Dr. Nabel has received numerous awards, including the Distinguished Achievement Award from the Basic Cardiovascular Sciences Council and the Amgen-Scientific Achievement Award from the American Society for Biochemistry and Molecular Biology. She is an elected member of the American Society of Clinical Investigation, the Association of American Physicians, and the Institute of Medicine of the National Academy of Sciences. In 2001, Dr. Nabel received an honorary doctoral degree from the University of Leuven, Leuven, Belgium.

Dr. Nabel is an editorial board member of the New England Journal of Medicine. She has been a reviewing editor for Science and an editorial board member of the Journal of Clinical Investigation.
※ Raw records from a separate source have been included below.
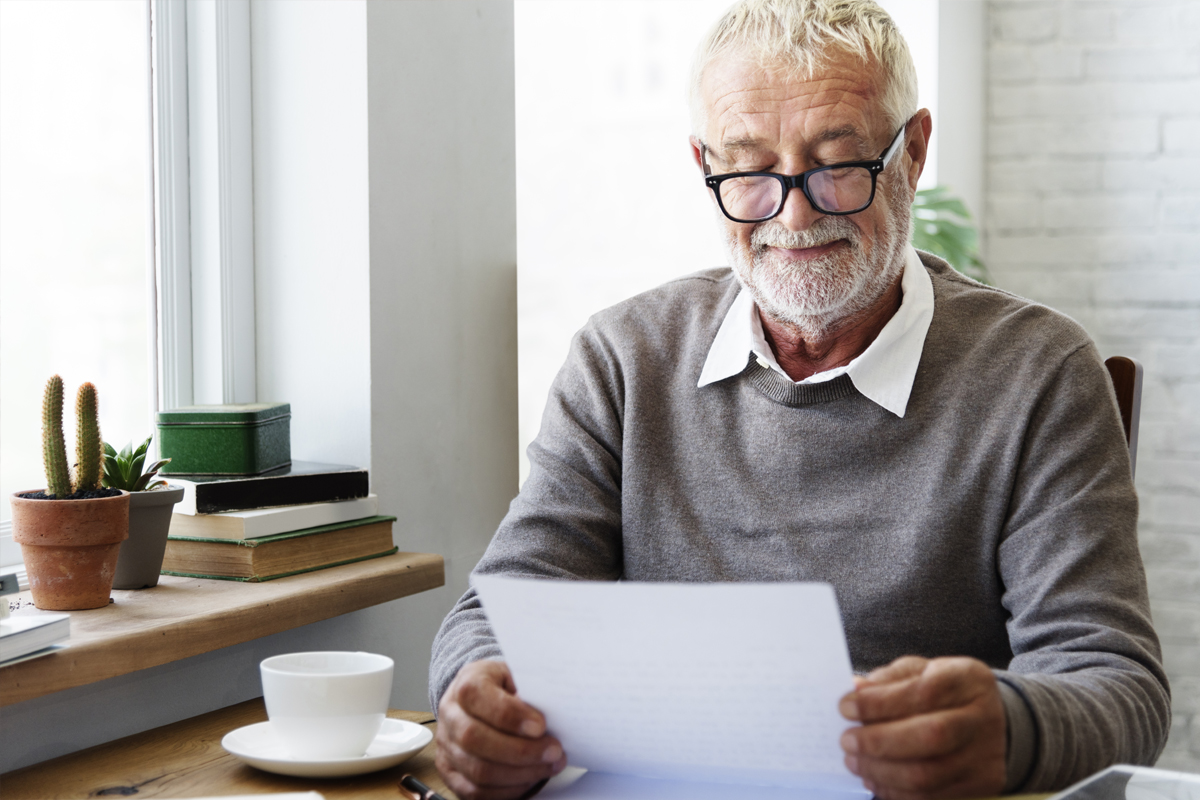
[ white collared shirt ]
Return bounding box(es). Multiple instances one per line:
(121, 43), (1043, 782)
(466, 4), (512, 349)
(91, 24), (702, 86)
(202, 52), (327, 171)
(697, 246), (934, 417)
She also served as a consulting editor for Circulation, Circulation Research, and Arteriosclerosis, Thrombosis, and Vascular Biology.


Dr. Nabel has served on many American Heart Association committees including: the Board of Directors, the Scientific Publishing Committee (chair); the Atherosclerosis, Thrombosis and Vascular Biology Council (chair); executive committee of the Basic Cardiovascular Sciences Council, and the Science Advisory and Coordinating Committee. Other national and international leadership roles include president of the North American Vascular Biology Organization, Councilor of the American Society of Clinical Investigation, member of the Board of Directors for the Keystone Symposium, member of the Scientific Advisory Board of the Stanley J. Sarnoff Endowment for Cardiovascular Science, and a member of the membership committee of the Institutes of Medicine.